The claim that red meat causes bowel cancer, especially when processed, isn’t new, but today it’s getting a major new advocate: the World Health Organization. It’s the culmination of a year of deliberations by the U.N. group’s International Agency for Research on Cancer, and it’s frankly jarring when distilled into a headline (the BBC: “Processed Meats Do Cause Cancer”) and looked at in context (as now a group 1 carcinogen, i.e., the really bad stuff like cigarettes, alcohol, asbestos, and car exhaust).
To give the ruling a real-world spin, the group says that having 50 extra grams per day of meat that’s cured, smoked, or loaded with preservatives — that’s about two slices of bacon — ups your chances of getting colorectal cancer by 18 percent. Fatty red meat, meanwhile, is also a risk, though much lower: It’s now in group 2A, or “probably carcinogenic to humans,” the same class as UV rays.
The North American Meat Institute already has something to say about all this, naturally.

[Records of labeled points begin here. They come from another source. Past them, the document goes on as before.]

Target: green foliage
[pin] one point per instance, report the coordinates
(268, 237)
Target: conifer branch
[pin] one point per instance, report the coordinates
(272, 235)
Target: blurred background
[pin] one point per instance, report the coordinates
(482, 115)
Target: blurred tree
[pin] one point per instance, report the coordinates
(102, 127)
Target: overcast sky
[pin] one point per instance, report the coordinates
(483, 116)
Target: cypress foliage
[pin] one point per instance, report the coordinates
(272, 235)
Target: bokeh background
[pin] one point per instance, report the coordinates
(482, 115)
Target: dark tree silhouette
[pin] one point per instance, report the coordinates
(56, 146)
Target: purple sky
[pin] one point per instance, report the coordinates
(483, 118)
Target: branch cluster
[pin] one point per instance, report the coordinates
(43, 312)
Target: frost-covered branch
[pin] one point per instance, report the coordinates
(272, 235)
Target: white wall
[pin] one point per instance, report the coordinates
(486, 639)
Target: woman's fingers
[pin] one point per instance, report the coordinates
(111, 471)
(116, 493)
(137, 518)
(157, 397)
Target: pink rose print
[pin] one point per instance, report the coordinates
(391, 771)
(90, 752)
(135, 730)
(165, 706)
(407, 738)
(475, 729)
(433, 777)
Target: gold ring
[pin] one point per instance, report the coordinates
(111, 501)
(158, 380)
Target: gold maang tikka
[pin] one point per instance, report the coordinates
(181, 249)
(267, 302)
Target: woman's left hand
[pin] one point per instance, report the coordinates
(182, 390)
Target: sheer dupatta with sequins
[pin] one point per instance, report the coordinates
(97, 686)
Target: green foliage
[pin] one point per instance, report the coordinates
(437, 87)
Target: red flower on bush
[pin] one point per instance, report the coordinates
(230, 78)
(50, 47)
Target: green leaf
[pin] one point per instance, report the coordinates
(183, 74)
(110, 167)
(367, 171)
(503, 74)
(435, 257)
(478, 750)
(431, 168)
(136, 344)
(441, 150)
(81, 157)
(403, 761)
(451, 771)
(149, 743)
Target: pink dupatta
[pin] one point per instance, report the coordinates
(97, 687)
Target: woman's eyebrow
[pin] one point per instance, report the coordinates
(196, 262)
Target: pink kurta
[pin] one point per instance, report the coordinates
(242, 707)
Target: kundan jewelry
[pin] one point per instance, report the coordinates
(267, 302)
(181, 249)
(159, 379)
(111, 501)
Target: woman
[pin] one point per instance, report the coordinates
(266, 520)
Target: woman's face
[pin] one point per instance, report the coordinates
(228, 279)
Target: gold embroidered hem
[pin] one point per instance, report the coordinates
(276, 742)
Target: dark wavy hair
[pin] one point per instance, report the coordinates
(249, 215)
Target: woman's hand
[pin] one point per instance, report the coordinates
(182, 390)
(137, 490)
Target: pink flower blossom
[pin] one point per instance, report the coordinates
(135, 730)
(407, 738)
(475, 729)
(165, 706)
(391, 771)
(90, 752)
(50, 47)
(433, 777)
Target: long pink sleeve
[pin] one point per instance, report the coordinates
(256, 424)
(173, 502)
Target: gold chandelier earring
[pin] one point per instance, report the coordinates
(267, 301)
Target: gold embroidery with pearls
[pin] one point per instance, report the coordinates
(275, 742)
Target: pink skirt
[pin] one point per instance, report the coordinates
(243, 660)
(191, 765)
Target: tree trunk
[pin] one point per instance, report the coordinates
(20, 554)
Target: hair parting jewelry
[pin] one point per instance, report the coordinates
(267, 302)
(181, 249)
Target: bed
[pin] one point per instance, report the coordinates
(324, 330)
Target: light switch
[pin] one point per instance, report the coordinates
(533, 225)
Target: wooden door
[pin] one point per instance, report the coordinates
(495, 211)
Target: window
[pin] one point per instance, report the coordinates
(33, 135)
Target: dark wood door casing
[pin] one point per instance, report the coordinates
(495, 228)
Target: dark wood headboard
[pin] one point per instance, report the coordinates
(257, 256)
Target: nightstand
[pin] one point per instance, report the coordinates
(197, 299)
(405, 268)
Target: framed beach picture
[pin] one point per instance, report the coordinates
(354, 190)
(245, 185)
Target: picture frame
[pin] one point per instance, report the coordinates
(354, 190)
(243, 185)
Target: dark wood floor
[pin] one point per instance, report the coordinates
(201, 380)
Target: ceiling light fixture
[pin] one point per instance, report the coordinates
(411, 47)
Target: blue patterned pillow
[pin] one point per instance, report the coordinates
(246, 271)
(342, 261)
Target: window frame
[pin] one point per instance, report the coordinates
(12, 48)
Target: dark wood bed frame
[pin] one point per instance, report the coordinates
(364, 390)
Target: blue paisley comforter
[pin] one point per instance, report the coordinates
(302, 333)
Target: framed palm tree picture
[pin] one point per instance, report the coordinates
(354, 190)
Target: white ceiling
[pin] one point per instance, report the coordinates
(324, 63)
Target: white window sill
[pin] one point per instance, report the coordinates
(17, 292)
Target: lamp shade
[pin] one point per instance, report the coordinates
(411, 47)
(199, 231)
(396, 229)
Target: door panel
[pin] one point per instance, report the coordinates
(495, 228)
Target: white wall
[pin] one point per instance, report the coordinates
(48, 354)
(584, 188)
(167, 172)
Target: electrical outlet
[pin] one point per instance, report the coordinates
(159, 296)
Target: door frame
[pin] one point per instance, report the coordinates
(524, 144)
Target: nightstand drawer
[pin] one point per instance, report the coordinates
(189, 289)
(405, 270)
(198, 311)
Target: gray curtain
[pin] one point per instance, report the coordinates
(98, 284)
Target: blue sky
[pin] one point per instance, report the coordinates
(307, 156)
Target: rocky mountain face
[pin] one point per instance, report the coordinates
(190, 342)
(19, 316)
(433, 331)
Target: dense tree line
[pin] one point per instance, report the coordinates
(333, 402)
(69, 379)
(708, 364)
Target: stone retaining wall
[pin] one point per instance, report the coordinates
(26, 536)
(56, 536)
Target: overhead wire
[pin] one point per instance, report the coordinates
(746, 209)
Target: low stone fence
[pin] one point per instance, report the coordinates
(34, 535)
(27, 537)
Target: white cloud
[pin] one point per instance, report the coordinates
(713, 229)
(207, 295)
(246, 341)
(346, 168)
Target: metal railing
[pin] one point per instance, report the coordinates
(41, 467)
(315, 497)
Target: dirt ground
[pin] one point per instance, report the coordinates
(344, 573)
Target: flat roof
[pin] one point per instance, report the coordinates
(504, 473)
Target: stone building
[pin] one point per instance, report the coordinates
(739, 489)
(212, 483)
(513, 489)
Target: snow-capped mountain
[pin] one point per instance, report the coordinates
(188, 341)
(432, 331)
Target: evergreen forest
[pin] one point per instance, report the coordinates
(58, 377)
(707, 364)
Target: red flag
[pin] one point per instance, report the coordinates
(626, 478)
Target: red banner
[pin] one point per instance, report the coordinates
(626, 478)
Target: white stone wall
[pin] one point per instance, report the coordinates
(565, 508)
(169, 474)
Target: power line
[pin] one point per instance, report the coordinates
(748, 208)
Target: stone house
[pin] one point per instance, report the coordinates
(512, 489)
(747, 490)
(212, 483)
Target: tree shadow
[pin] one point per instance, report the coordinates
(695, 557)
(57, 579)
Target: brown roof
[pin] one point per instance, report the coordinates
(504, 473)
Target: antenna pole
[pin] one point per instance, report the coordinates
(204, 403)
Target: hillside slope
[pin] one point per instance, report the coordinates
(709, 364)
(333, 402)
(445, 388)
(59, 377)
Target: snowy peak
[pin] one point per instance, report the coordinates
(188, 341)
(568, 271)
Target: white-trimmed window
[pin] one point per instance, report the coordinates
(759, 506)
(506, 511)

Per The Guardian:
“It was clear, sitting in the IARC meeting, that many of the panellists were aiming for a specific result despite old, weak, inconsistent, self-reported intake data,” said Betsy Booren, the institute’s vice-president of scientific affairs. “They tortured the data to ensure a specific outcome.”
The trade group also notes that processed meat is just one of 940 different things the IARC claims pose “some level of theoretical ‘hazard.’” But it should be noted the experts themselves are going to great lengths to explain they aren’t advocating for everyone to go vegetarian. As one expert advises, the decision “doesn’t mean you need to stop eating any red and processed meat. But if you eat lots of it you may want to think about cutting down. You could try having fish for your dinner rather than sausages, or choosing to have a bean salad for lunch over a BLT.”